Retour en 1965 au pied d’une fatidique falaise du Vercors… « Je sais à peu près quand il doit revenir. Et tant qu’il est dans les temps, j’essaye de ne pas m’affoler. Évidemment dès qu’il est en retard, je me dis c’est peut-être aujourd’hui»…
Ainsi parlait Marianne Terray en 1964, dans un reportage télévisé.
«Peut-être aujourd’hui»… L’expression prit dramatiquement tout son sens un an plus tard. Quand un sinistre jour de septembre 1965, la montagne fut plus forte que son alpiniste de mari, Lionel Terray.

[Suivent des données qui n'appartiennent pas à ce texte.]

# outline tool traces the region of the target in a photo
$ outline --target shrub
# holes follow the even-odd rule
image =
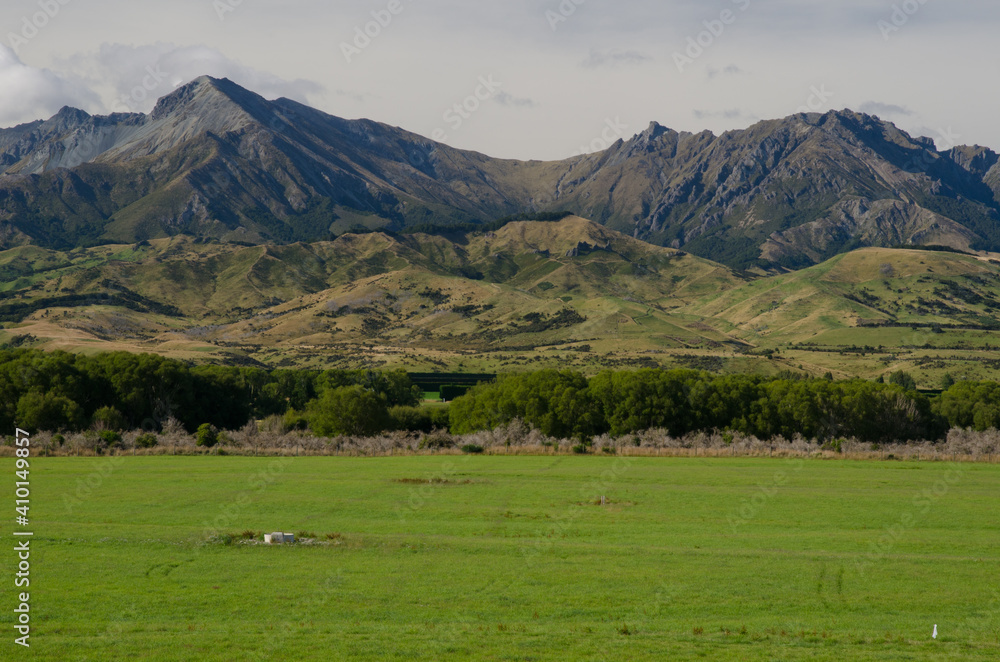
[[[195,439],[199,446],[211,448],[219,442],[219,431],[211,423],[202,423],[195,432]]]
[[[97,436],[108,445],[108,448],[114,448],[122,443],[121,433],[114,430],[101,430],[97,433]]]
[[[281,419],[283,432],[286,430],[305,430],[309,427],[306,415],[295,409],[289,409]]]
[[[442,450],[445,448],[454,448],[455,440],[451,438],[446,432],[432,432],[431,434],[425,436],[420,440],[420,445],[417,447],[420,450]]]
[[[143,432],[138,437],[135,438],[136,448],[153,448],[159,442],[159,439],[152,432]]]
[[[445,384],[441,387],[441,399],[451,402],[455,398],[460,398],[469,392],[468,386],[458,386],[456,384]]]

Terray. À son nom les passionnés des hauteurs associent le Jannu, le Makkalu, le Fitz Roy, l’Eiger et tant d’autres sommets ou parois. Les férus de littérature retrouvent eux dans la bibliothèque familiale un exemplaire des «conquérants de l’inutile». Et les autres se remémorent une photo mythique publiée maintes fois dans les journaux, celle de cet homme portant à bout de bras son compère Lachenal au retour de l’Annapurna.
Terray, un surhomme qui paraissait plus fort que la montagne. Une légende rattrapée par la réalité.
18 septembre 1965 à Chamonix. Lionel Terray vit ici au pied du mont Blanc avec sa femme et ses deux enfants. À 44 ans, il a enfin décidé de lever le pied, du moins à l’échelle d’un alpiniste. Finies les grandes expéditions de l’Himalaya jusqu’aux Andes. Mais entre deux conférences ou documentaires, pas question de rester affalé dans un fauteuil, le guide a la bougeotte. D’ailleurs c’est pour ça qu’il quitte son domicile ce samedi, pour crapahuter en compagnie d’un jeune guide, Marc Martinetti.
À Marianne il a donné un programme clair : après une course en montagne dans le Vercors, il restera à Grenoble. Le lundi il a en effet des rendez-vous d’affaires. Il refera un tour en montagne ensuite et rentrera sur Chamonix mardi soir ou mercredi matin.
Une balade dans le Vercors, en comparaison d’un 8 000 m himalayen ou d’un vertigineux sommet andin, il n’y a pas de quoi s’inquiéter pourrait-on penser. Sauf que ni le mardi soir, ni le mercredi, Marianne ne voit revenir son mari. Et le doute la gagne. «Peut-être aujourd’hui»…
Alors le mercredi, c’est elle qui donne l’alerte. Une alerte d’autant plus prise au sérieux que le lundi Lionel Terray n’a pas honoré ses rendez-vous. Marc Martinetti non plus n’est pas réapparu.
Mais comment les trouver ? On ignore les lieux exacts des courses en montagne prévues.
Alors que déjà des guides de Chamonix arrivent sur Grenoble pour participer aux recherches, on installe un QG au syndicat d’initiative de la ville. Deux téléphones ne cessent de sonner, tandis que le directeur du secours en montagne et celui de la protection civile s’organisent. Un hélicoptère a décollé pour faire des vols de reconnaissance au-dessus du Vercors. Mais scruter chaque arête, chaque paroi, ou même simplement repérer la voiture de Terray, est une gageure. À 18 h 30 un nouveau coup de fil annonce ainsi que l’appareil est revenu, sans avoir aperçu un seul indice.